Zjadłem zupę z głowy małpki
Wiele razy licealiści wybuchali śmiechem w trakcie spotkania z kucharzem Jakubem Kasprzakiem. Bardzo żywiołowo i ciekawie absolwent z 2005 roku opowiadał o swoim życiu.
Wspominając liceum powiedział, że chodził do klasy, o której często było głośno w szkole, np. z powodu największej ilości godzin nieusprawiedliwionych w miesiącu. Takie i inne niechlubne rekordy wspomina dzisiaj z koleżankami i kolegami w trakcie spotkań. - Cały czas trzymamy się razem. Nauczyciele, atmosfera tej szkoły, wyjazdy - wszyscy z mojej klasy jednogłośnie stwierdzamy, że najlepszym okresem w życiu było liceum, a nie studia. Chcielibyśmy tu wrócić - mówił ze śmiechem.

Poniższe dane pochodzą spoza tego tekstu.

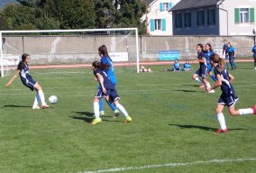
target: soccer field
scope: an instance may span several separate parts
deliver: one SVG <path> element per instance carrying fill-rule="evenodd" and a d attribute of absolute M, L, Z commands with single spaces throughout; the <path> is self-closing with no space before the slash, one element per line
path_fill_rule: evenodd
<path fill-rule="evenodd" d="M 252 63 L 238 67 L 231 71 L 240 98 L 236 107 L 251 107 L 256 70 Z M 0 172 L 256 171 L 256 115 L 232 117 L 225 108 L 229 133 L 217 134 L 220 88 L 204 92 L 191 79 L 195 71 L 151 68 L 153 73 L 115 69 L 121 104 L 133 118 L 128 124 L 122 116 L 113 118 L 106 104 L 103 122 L 89 123 L 97 87 L 90 68 L 31 69 L 46 97 L 59 98 L 46 110 L 32 110 L 35 93 L 20 78 L 9 88 L 10 76 L 1 78 Z"/>

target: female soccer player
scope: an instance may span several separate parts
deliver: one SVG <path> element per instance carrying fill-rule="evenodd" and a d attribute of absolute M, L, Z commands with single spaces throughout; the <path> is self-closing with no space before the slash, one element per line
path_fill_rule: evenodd
<path fill-rule="evenodd" d="M 218 105 L 216 107 L 216 114 L 218 117 L 218 122 L 221 129 L 217 131 L 217 133 L 228 132 L 224 116 L 223 114 L 223 109 L 226 105 L 228 107 L 229 113 L 233 116 L 243 115 L 243 114 L 256 114 L 256 105 L 251 108 L 239 109 L 235 110 L 235 104 L 238 101 L 238 97 L 235 91 L 232 86 L 234 80 L 233 76 L 228 73 L 224 68 L 225 62 L 224 59 L 220 59 L 220 56 L 215 54 L 211 57 L 211 63 L 215 67 L 215 74 L 216 76 L 217 81 L 213 87 L 208 87 L 207 90 L 211 91 L 213 89 L 221 86 L 223 91 Z"/>
<path fill-rule="evenodd" d="M 252 48 L 253 59 L 254 59 L 254 69 L 256 69 L 256 45 Z"/>
<path fill-rule="evenodd" d="M 34 103 L 32 105 L 32 109 L 40 109 L 38 104 L 41 103 L 41 108 L 46 109 L 49 108 L 49 105 L 45 103 L 44 94 L 42 92 L 41 86 L 33 80 L 32 77 L 29 72 L 28 63 L 30 61 L 30 55 L 27 53 L 23 54 L 22 61 L 19 63 L 17 70 L 15 71 L 14 77 L 10 79 L 10 81 L 5 85 L 6 87 L 10 86 L 13 81 L 16 78 L 17 75 L 20 75 L 23 84 L 29 87 L 32 91 L 36 91 L 36 96 L 34 99 Z"/>
<path fill-rule="evenodd" d="M 98 54 L 101 57 L 100 62 L 102 64 L 103 67 L 105 67 L 105 72 L 107 74 L 107 77 L 110 78 L 111 82 L 114 84 L 114 86 L 115 86 L 117 84 L 117 80 L 114 75 L 114 66 L 113 66 L 113 60 L 111 59 L 111 58 L 108 55 L 107 52 L 107 48 L 105 45 L 102 45 L 98 48 Z M 100 86 L 99 86 L 100 87 Z M 114 117 L 119 116 L 120 112 L 118 111 L 118 109 L 116 108 L 116 106 L 114 105 L 114 103 L 108 103 L 108 105 L 110 106 L 110 108 L 114 111 Z M 100 110 L 100 114 L 104 115 L 104 104 L 103 104 L 103 100 L 100 100 L 99 102 L 99 110 Z"/>
<path fill-rule="evenodd" d="M 229 58 L 228 58 L 228 47 L 227 47 L 227 40 L 224 40 L 224 49 L 223 49 L 223 55 L 225 58 L 226 68 L 229 69 Z"/>
<path fill-rule="evenodd" d="M 105 97 L 107 102 L 114 103 L 115 105 L 115 106 L 124 115 L 126 123 L 132 122 L 132 118 L 128 115 L 124 107 L 118 102 L 120 97 L 115 90 L 114 85 L 111 82 L 107 74 L 105 72 L 105 67 L 102 66 L 100 62 L 95 61 L 92 64 L 92 68 L 94 75 L 101 86 L 101 87 L 97 89 L 96 95 L 94 98 L 94 112 L 96 119 L 92 122 L 92 124 L 97 124 L 102 121 L 99 117 L 99 101 L 103 97 Z"/>
<path fill-rule="evenodd" d="M 211 87 L 210 83 L 207 81 L 207 66 L 206 66 L 206 59 L 204 54 L 203 50 L 204 46 L 202 44 L 197 45 L 197 59 L 199 61 L 200 68 L 196 73 L 193 75 L 192 78 L 199 83 L 203 83 L 206 87 Z M 202 79 L 200 79 L 198 77 L 201 77 Z M 208 93 L 215 93 L 215 90 L 208 91 Z"/>
<path fill-rule="evenodd" d="M 236 69 L 236 64 L 234 62 L 234 50 L 235 49 L 231 45 L 230 42 L 227 43 L 227 47 L 228 47 L 228 57 L 229 57 L 229 62 L 231 65 L 231 69 Z"/>

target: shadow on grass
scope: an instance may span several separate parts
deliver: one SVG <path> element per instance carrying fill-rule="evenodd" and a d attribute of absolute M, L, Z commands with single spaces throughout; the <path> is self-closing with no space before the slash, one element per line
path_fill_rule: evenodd
<path fill-rule="evenodd" d="M 181 129 L 200 129 L 203 131 L 210 131 L 210 132 L 216 132 L 216 128 L 212 128 L 212 127 L 206 127 L 206 126 L 202 126 L 202 125 L 182 125 L 182 124 L 168 124 L 171 126 L 177 126 Z M 242 128 L 236 128 L 236 129 L 228 129 L 229 131 L 244 131 L 248 129 L 242 129 Z"/>
<path fill-rule="evenodd" d="M 24 108 L 27 108 L 27 107 L 32 107 L 30 105 L 4 105 L 3 108 L 6 108 L 6 107 L 24 107 Z"/>
<path fill-rule="evenodd" d="M 185 93 L 196 93 L 197 91 L 192 91 L 192 90 L 188 90 L 188 89 L 174 89 L 172 91 L 182 91 L 182 92 L 185 92 Z"/>

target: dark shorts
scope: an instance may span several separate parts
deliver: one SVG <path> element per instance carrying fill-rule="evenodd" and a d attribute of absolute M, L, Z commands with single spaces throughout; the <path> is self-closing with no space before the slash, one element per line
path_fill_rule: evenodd
<path fill-rule="evenodd" d="M 200 68 L 199 69 L 197 69 L 197 71 L 196 71 L 197 75 L 198 75 L 199 77 L 202 77 L 204 78 L 207 77 L 207 68 Z"/>
<path fill-rule="evenodd" d="M 114 102 L 116 100 L 120 100 L 120 96 L 118 96 L 115 89 L 107 89 L 106 93 L 103 93 L 102 89 L 99 88 L 96 91 L 96 98 L 103 98 L 109 96 L 109 102 Z"/>
<path fill-rule="evenodd" d="M 231 94 L 230 96 L 225 96 L 222 94 L 219 98 L 218 104 L 225 105 L 227 107 L 233 107 L 236 102 L 238 101 L 238 97 L 235 95 Z"/>
<path fill-rule="evenodd" d="M 208 64 L 207 65 L 207 73 L 210 73 L 212 71 L 212 68 L 213 68 L 212 65 Z"/>
<path fill-rule="evenodd" d="M 37 81 L 32 78 L 22 79 L 23 84 L 30 88 L 32 91 L 34 90 L 34 86 L 37 84 Z"/>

Po maturze, jak wielu w tamtych czasach, poszedł na marketing i zarządzanie. Po pół roku studia - jak powiedział - z niego „zrezygnowały.” - Wielu studentów pracuje w gastronomii. Poszedłem pracować do restauracji. I zostałem w kuchni. Do tej pory. To już trzynasty rok leci - wyjaśnił.
Wtedy właśnie postanowił podróżować. Pracował m.in. w Stanach, Kanadzie, Francji, Austrii i Norwegii. Zwiedził również Tajlandię i Chiny. - Jeżeli macie ochotę wyjeżdżać to wyjeżdżajcie. Jak najwięcej i nigdy z tego nie rezygnujcie. Poznawanie nowych krajów, kultur, nowych smaków pozwala nam inaczej myśleć. Wtedy nic nas nie ogranicza. Jestem tego dobrym przykładem - podkreśla. Wspominał, jak dziwnie czuł się w Stanach Zjednoczonych, gdy na dworcu autobusowym był jedynym białym człowiekiem wśród czarnych Amerykanów. Najdziwniejszą potrawę zjadł w Chinach. Zamówioną zupę z pisanego po chińsku menu podano w wielkich miskach. - Fajnie pachniała, dobrze wyglądała. Wyczułem łyżką coś twardego na dnie. Była to ugotowana mała głowa małpki z oczkami. Zaskoczenie. Ale zupę dokończyłem. Była naprawdę smaczna - wspomina ze śmiechem.
(...) Jest współzałożycielem inicjatywy Poznańscy Kucharze Razem. Pięć lat temu dziesięciu topowych kucharzy postanowiło razem przygotowywać kolacje degustacyjne. Dzięki temu jest między nimi pełna współpraca, niespotykana w tej grupie zawodowej w innych miastach.
Startował w wielu konkursach, m.in. dwukrotnie był laureatem w Kulinarnym Pucharze Polski. Teraz przygotowuje się do udziału w najbardziej prestiżowym na świecie konkursie kulinarnym Bocuse d’Or w Lyonie.
Ostatnio gotuje również na ekranie w programie „Dzień dobry TVN”. - Mam jeszcze w życiu wiele od osiągnięcia. Moja kariera rozwija się. Robię coraz więcej projektów, do wielu jestem zapraszany. Ta droga zaczyna nabierać fajnego kształtu - podsumował spotkanie Jakub Kasprzak.